We've heard a lot about arcane Democratic Party rules this primary season, so much esoterica about punishing swing states, credentials committees, and wild apportionment. But I'd never heard the most important rule of all in the DNC playbook: you know, the one that proclaims the race is over when Tim Russert declares.
Tuesday night, Russert sang his high-pitched tune of grinning closure, clearing his manly throat and firmly calling the primary finished - and Senator Barack Obama the winner. Wrote Digby:
It reminds me of the halcyon days for Democrats in November 2000, when Russert used his little marking board to show us "the math" and declare that Gore needed to bow out for the good of the country. Good times.
Now, the race may indeed be in its final stages (though I believe there are scenarios that could see this through to the convention) and Senator Hillary Clinton did not get her hoped-for, longshot double shotgun blast Tuesday night, but listening to the media's big shove - Hillary must go! - that's now in its fourth or fifth iteration, I was reminded of the words of the prescient Peter Daou, Hillary's Internet director.
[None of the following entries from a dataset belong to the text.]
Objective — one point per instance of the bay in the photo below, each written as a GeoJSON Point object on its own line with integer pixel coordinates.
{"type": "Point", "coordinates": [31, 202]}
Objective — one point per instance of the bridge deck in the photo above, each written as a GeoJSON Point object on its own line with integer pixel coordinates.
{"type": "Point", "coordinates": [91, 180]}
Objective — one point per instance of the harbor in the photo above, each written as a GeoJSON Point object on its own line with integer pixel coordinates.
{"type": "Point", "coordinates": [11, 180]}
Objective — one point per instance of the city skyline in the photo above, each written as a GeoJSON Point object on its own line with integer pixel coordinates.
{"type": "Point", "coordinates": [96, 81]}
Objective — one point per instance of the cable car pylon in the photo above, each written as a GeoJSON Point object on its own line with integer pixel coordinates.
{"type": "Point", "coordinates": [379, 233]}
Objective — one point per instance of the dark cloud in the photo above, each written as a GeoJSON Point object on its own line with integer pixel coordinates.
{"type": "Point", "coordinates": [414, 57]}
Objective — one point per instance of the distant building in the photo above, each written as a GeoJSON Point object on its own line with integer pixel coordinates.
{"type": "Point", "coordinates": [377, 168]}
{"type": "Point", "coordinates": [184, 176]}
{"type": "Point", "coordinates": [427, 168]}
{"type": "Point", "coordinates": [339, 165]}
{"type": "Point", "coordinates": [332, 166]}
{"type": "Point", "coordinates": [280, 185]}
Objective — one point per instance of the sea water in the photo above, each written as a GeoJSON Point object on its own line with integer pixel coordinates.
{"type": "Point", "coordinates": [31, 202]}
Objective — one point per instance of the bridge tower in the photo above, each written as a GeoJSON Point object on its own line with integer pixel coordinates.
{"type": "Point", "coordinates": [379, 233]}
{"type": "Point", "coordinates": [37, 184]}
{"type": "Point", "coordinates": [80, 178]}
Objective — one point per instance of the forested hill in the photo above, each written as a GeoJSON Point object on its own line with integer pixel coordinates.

Must've been a year ago when Peter told me - and I paraphrase - the media primary is the primary.
Consider: Obama's lead is only slightly more than it was before last night, though it now gets the modifier "commanding" routinely dropped before it by the media hounds - history-blind fools who can't recall Teddy Kennedy taking it all the way to the convention trailing by 750 delegates. Tracy Russo, who suffered through hours of MSNBC the other night (I watched Joba Chamberlain blow one to the Indians instead), detected the same strong whiff of sexism that has suffused major media coverage of Clinton for a year.
I wonder what we’ll see when we have time to remove ourselves from the daily grind of this campaign and look back at the way in which the media influenced this election and our public discourse around the candidates. Will it be as obvious then, as it is to me now, how entrenched and acceptable the misogyny spewed daily has become? Will we be able to look back and say that there was something quite unnatural about the level of hatred so many had for Hillary Clinton? Will we ever be able to understand why?
Tracy's post was spot on and she correctly identified one of this long campaign's historic legacies. Over in his lair, Lance Mannion contemplated the political junkie's dream of a real convention - before dismissing it, because clearly the media won't allow it to transpire:
A floor fight would make great theater but lousy television. What would look like democracy in all its glory in action to political junkies like me would look to most normal people like a great big sleep-depriving mess. And the convention is not going to be covered on TV by the likes of Walter Cronkite and David Brinkley, who would have enjoyed the fun and been careful and smart about explaining what was going on down there on the floor and backstage. It's going to be covered by Tim Russert and Brian Williams and Charles Gibson and the gasbags from Fox News and MSNBC, all of whom will gleefully tell us how bad all this looks and how it shows the Democrats at their divided, divisive, disorganized, discombobulated, indecisive, internecine worst.